Jak twoje potrzeby marketingowe i pozycja różnią się w Europie i Ameryce? W Europie od początku O’Neill był na pozycji jako marka surfingowa i snowboardowa. Natomiast w Ameryce jest to głównie marka surfingowa. Quiksilver i Billabong są tam przodującymi markami surfingowymi, tutaj dodatkowo przodujemy w marce snowboardowej. W Ameryce nie można mieć obu.
Jak targi wyglądają w tym roku? Przez pierwsze dni, bardzo pracowicie. To wspaniały show.
Jak wyglądacie w relacjach między innymi wystawcami? Myśle że targi są marką. Zawsze istnieje ewolucja - marki umierają, powstają. Ispo jest jak O’Neill - istnieje od wielu lat. Jest godne zaufania, ludzie wiedzą czego mogą oczekiwać - ale też potrzebują niespodzianek. To właśnie robimy w naszych kolekcjach.
Gdzie ispo pasuje do tego obrazu? Mogą wprowadzać w życie pomysły tak szybko jak nowe marki, co stwarza wspaniałą przyszłość.
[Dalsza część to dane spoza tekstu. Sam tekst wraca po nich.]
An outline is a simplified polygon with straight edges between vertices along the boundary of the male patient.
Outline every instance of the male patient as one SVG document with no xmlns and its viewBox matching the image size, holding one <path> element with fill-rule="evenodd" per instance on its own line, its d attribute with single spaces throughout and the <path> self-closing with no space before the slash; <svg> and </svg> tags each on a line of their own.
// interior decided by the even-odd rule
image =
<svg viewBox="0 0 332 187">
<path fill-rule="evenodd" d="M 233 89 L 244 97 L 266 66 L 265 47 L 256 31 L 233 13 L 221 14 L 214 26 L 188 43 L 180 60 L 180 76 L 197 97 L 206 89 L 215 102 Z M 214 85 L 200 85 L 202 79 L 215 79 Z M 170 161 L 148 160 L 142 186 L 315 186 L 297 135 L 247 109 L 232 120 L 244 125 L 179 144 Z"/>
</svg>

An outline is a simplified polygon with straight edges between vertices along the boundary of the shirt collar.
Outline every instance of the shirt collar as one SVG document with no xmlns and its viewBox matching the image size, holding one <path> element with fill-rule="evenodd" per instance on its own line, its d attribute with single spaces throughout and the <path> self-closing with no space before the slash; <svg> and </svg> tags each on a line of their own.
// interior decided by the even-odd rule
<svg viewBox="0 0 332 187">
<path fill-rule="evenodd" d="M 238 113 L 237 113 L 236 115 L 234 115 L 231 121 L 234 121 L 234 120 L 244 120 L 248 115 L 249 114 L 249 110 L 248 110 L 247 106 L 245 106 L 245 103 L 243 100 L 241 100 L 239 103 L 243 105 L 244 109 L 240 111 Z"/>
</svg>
Jakiego rodzaju elastyczności oczekujecie od targów? Show musi być bardziej autentyczny niż kiedykolwiek. Ispo potrzebowało tego parę lat temu i udało im się. Jeśli jesteś nowy na rynku to łatwo jest się pokazać. Jeśli jesteś na rynku od lat, jak my, czy ispo, jest o wiele trudniej zainteresować sprzedawców. Ispo jest doskonałym przykładem zrozumienia naszych potrzeb, czego nam brakuje i co chcielibyśmy dodać.